Larry Finkelstein, dean of the College of Computer and Information Science
By Jason Kornwitz
To better manage the individuals he works with, communicate more effectively and motivate his employees, Northeastern graduate student Ted Blizzard routinely draws on knowledge gained from his “Organizational Behavior, Workflow Design and Change Management” course in the College of Computer and Information Science’s health informatics program.
Blizzard, who is chief information officer at the Massachusetts Medical Society and the New England Journal of Medicine, works with publishers, editorial staff members, physicians and clinical professionals here and abroad, such as the Li Ka Shing Faculty at the University of Hong Kong Medical School of Medicine.
“To drive an overall process to success rather than failure, it helps to be less of a tactical manager and more a strategic planner,” he said. “There needs to be a flexibility so when things do go wrong, it’s OK. If we’re directionally oriented, we can let things be as they are and be a little Buddhist about the implementation.”
Blizzard’s strategy illustrates the sort of approach the College of Computer and Information Science (CCIS) strives to teach.
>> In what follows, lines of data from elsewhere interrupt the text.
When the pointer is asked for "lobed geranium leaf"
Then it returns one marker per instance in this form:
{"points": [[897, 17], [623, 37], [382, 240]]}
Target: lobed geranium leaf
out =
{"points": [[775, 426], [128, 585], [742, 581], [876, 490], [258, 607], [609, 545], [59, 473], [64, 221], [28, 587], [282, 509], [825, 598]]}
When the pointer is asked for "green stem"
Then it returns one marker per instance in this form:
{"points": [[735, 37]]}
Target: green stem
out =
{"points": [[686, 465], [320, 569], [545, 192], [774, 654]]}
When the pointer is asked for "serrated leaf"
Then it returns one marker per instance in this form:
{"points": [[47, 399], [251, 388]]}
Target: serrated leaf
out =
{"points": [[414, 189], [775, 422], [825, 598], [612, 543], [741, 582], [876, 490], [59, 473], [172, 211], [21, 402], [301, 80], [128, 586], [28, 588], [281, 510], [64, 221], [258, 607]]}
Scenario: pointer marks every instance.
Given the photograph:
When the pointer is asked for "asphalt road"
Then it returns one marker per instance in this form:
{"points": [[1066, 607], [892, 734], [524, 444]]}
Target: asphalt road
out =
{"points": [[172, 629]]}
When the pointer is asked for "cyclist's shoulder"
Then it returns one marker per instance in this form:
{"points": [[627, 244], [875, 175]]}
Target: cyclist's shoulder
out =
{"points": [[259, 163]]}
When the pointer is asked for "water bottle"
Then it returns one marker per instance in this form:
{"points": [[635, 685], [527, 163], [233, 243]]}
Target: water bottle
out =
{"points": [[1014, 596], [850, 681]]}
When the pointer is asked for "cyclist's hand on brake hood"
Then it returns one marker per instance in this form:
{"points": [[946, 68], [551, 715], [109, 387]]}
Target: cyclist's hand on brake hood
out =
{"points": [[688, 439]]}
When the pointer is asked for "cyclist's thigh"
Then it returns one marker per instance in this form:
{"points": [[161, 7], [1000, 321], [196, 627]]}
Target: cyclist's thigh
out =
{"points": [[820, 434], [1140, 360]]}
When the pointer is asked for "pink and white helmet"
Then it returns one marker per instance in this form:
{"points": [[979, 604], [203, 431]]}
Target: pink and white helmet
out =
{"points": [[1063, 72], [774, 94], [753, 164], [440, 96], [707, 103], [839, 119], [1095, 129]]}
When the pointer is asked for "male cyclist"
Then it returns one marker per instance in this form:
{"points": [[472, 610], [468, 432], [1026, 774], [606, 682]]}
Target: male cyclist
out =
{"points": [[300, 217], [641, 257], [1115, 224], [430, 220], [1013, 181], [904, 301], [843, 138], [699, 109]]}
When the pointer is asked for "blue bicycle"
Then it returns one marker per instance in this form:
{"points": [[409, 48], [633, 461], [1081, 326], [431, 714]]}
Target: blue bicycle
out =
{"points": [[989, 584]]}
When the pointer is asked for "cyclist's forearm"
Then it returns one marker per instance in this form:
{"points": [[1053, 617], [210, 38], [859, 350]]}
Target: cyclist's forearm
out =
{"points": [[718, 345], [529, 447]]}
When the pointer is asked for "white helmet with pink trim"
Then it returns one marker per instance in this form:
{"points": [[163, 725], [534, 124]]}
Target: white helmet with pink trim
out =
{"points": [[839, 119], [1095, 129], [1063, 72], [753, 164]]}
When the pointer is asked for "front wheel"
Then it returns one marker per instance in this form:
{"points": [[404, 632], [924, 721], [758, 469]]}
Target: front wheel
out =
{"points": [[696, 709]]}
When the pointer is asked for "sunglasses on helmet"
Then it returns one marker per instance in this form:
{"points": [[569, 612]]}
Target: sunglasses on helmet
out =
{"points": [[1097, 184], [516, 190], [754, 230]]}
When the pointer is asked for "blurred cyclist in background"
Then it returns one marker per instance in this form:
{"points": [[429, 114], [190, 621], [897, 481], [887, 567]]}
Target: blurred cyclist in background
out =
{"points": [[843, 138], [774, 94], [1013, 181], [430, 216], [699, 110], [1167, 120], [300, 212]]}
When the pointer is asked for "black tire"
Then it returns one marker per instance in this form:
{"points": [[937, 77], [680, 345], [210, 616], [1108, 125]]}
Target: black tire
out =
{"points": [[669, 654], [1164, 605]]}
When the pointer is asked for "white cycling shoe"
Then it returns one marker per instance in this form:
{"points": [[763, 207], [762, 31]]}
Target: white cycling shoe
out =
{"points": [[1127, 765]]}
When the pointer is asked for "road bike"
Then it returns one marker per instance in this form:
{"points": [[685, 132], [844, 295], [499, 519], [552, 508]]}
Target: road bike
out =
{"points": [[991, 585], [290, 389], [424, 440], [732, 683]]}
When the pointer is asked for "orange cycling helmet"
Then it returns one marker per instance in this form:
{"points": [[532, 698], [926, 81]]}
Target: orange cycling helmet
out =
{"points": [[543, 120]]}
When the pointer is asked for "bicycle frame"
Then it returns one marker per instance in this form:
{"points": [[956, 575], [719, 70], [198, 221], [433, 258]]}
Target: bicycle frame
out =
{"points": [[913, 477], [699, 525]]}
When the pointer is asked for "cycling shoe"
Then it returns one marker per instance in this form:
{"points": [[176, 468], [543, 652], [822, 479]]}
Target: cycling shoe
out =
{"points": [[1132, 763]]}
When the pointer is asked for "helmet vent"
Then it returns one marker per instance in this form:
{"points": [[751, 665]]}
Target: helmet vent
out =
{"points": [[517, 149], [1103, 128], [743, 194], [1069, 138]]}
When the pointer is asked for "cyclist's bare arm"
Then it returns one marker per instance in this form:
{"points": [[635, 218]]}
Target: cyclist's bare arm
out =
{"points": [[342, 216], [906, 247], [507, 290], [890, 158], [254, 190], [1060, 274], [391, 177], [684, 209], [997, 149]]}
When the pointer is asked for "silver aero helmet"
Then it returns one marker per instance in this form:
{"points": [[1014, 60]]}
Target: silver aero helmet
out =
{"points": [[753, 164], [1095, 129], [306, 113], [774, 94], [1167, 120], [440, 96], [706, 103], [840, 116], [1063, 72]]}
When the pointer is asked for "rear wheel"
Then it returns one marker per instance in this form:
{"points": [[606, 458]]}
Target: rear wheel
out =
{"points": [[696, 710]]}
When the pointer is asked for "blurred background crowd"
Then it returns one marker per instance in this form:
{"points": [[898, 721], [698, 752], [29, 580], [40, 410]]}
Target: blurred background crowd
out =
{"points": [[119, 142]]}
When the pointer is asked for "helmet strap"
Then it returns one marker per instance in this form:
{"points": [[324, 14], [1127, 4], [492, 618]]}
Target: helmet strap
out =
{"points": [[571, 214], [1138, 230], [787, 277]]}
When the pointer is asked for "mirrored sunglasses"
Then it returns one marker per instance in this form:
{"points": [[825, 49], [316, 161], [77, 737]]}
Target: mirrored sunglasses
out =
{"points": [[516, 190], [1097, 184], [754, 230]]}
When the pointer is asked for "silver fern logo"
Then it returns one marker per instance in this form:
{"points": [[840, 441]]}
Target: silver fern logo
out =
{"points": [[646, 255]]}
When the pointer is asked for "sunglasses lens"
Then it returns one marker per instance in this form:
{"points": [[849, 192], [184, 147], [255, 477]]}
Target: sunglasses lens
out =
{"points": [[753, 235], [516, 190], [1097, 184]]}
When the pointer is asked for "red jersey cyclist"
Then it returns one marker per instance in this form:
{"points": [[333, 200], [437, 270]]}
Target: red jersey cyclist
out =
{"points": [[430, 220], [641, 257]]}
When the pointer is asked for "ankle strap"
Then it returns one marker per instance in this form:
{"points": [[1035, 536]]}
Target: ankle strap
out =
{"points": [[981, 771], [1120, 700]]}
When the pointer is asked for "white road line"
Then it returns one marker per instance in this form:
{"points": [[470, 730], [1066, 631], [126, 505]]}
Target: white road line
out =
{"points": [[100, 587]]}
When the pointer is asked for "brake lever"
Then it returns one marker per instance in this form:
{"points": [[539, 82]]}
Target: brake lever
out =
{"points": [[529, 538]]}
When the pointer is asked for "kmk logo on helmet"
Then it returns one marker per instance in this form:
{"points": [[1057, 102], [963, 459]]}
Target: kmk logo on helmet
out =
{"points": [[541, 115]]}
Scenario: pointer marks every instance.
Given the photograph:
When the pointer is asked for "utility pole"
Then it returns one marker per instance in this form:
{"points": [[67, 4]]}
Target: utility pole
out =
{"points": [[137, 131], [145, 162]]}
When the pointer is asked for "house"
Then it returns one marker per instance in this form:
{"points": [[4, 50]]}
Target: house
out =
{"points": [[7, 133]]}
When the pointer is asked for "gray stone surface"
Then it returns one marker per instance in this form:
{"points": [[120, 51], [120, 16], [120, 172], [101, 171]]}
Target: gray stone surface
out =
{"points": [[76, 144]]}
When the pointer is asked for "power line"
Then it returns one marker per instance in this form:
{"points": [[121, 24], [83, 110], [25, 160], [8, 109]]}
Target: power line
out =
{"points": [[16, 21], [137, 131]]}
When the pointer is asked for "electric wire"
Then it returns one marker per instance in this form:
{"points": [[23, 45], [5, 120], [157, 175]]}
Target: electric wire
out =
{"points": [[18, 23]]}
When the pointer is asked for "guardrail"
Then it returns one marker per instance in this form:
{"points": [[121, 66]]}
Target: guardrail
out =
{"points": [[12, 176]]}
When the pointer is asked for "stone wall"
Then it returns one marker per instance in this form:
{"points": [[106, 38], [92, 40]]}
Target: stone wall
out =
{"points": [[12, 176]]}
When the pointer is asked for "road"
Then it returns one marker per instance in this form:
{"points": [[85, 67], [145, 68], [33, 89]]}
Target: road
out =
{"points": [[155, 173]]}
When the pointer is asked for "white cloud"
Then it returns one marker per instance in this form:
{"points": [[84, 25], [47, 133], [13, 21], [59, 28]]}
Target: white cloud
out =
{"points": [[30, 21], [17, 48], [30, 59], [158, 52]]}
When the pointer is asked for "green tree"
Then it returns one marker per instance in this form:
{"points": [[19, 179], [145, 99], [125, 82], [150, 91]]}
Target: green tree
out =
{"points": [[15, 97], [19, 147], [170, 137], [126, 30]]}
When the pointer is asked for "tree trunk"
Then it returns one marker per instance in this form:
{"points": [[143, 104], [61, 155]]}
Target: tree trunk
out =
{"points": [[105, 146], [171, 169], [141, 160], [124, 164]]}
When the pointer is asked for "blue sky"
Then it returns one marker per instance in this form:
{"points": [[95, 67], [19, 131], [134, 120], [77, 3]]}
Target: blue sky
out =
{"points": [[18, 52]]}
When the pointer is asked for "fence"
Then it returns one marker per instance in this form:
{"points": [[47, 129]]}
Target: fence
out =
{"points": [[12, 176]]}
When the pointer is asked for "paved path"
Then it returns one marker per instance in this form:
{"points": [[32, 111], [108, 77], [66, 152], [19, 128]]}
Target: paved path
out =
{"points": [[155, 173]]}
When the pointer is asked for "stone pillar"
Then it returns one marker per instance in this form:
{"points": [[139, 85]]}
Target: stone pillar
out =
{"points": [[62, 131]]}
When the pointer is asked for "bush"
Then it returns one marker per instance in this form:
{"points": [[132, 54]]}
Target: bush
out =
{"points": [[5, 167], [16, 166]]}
The curriculum is a direct response to industry’s demand for professionals with high-technology work skills capable of communicating in an increasingly more complex global environment.
Corporations such as IBM, Microsoft and Google succeed as a result of their ability to produce in a global context, said Larry Finkelstein, dean of CCIS. Therefore, to meet industry demands for diverse professionals in areas such as information technology, health care and business, programs in CCIS provide students with collaborative skills, the ability to understand not only their own disciplines, but the culture of fields outside their area of expertise and the maturity needed for future learning and achievement.
“The challenge is providing an educational background to all students,” Finkelstein said, “so when they are out in the workforce, they not only know the language and culture of other disciplines, but they know how to think about things from other points of view.”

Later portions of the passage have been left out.